Civil society organisations urge US to designate India as a 'country of particular concern'
Over 30 civil society organisations from around the world on Thursday issued a joint resolution urging the US state department to designate India as a “country of particular concern” (CPC) and sanction officials and others promoting religious discrimination and open persecution of non-Hindus.
The resolution was adopted at the inaugural International Religious Freedom Summit in the US where interfaith leaders expressed disappointment at the Joe Biden administration avoiding criticism of the Indian government for allowing discrimination on its watch.
The CPC tag is accorded by the US secretary of state, under authority delegated by the President, to a country guilty of particularly severe violations of religious freedom under the International Religious Freedom Act.
When the secretary of state designates a CPC, the US Congress is notified. Where non-economic policy options designed to bring about cessation of the particularly severe violations of religious freedom have reasonably been exhausted, an economic measure is expected to be imposed.
The United States Commission on International Religious Freedom (USCIRF) had in its report last year recommended to the state department that India be designated as a CPC, which would have put the country in league with Saudi Arabia, China, Pakistan, Iran and other such nations. The state department did not oblige.
At the International Religious Freedom Summit, a US senator and two members of the House of Representatives too voiced concern about the situation in India while speaking at a panel discussion on “Religious Freedom in India: Challenges and Opportunities”.
“I remain seriously concerned about the Indian government’s commitment to protecting the rights of minorities, including the 200 million Muslims in India,” Senator Ed Markley said.

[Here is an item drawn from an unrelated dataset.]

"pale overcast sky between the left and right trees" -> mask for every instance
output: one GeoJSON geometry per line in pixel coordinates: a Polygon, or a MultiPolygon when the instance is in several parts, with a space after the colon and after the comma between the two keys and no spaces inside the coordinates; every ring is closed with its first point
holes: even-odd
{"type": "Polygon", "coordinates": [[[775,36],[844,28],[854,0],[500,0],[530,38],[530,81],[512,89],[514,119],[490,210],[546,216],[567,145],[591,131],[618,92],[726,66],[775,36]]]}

“The government’s targeting of social and political activities and crackdown on free speech and their religiously motivated discrimination against minorities cannot be viewed in isolation as escalating nationalism threatens to undermine India’s longstanding oath to democratic values.”
Referring to reports of the targeting of minorities, Congresswoman Marie Newman said: “India’s equity and standing in the eyes of the world are severely damaged already. Freedom House has downgraded its rating for India’s democracy from being free to partly free. That is heartbreaking. Persecution of entire sections of society, especially when backed by governments, is a recipe for a future filled with disaster. We must do better. We must pressure both our adversaries and our allies to support human rights around the world.”
Another member of the House of Representatives, Andy Levin, who is also a member of the foreign affairs committee, said: “Why would I be so critical and so publicly critical of a country that I love? The answer is it is because I love India that I am committed to ending these attacks on its people. It is because I am so passionate in my support for the vibrant democracy I came to know as a young man that I want to see that democracy flourish for generations to come.”
The resolution by the 30 organisations takes note of how it’s possible to target minorities with impunity in India. It notes the harassment of marginalised communities, the love jihad narrative, the anti-conversion laws, and the Citizenship (Amendment) Act that has been widely found to be discriminatory. It also records the history of the RSS.
The organisations have urged the US state department to designate India as a CPC under the guidelines of the USCIRF — an independent, bipartisan federal body created under the 1998 International Religious Freedom Act to monitor the universal right to freedom of religion or belief abroad.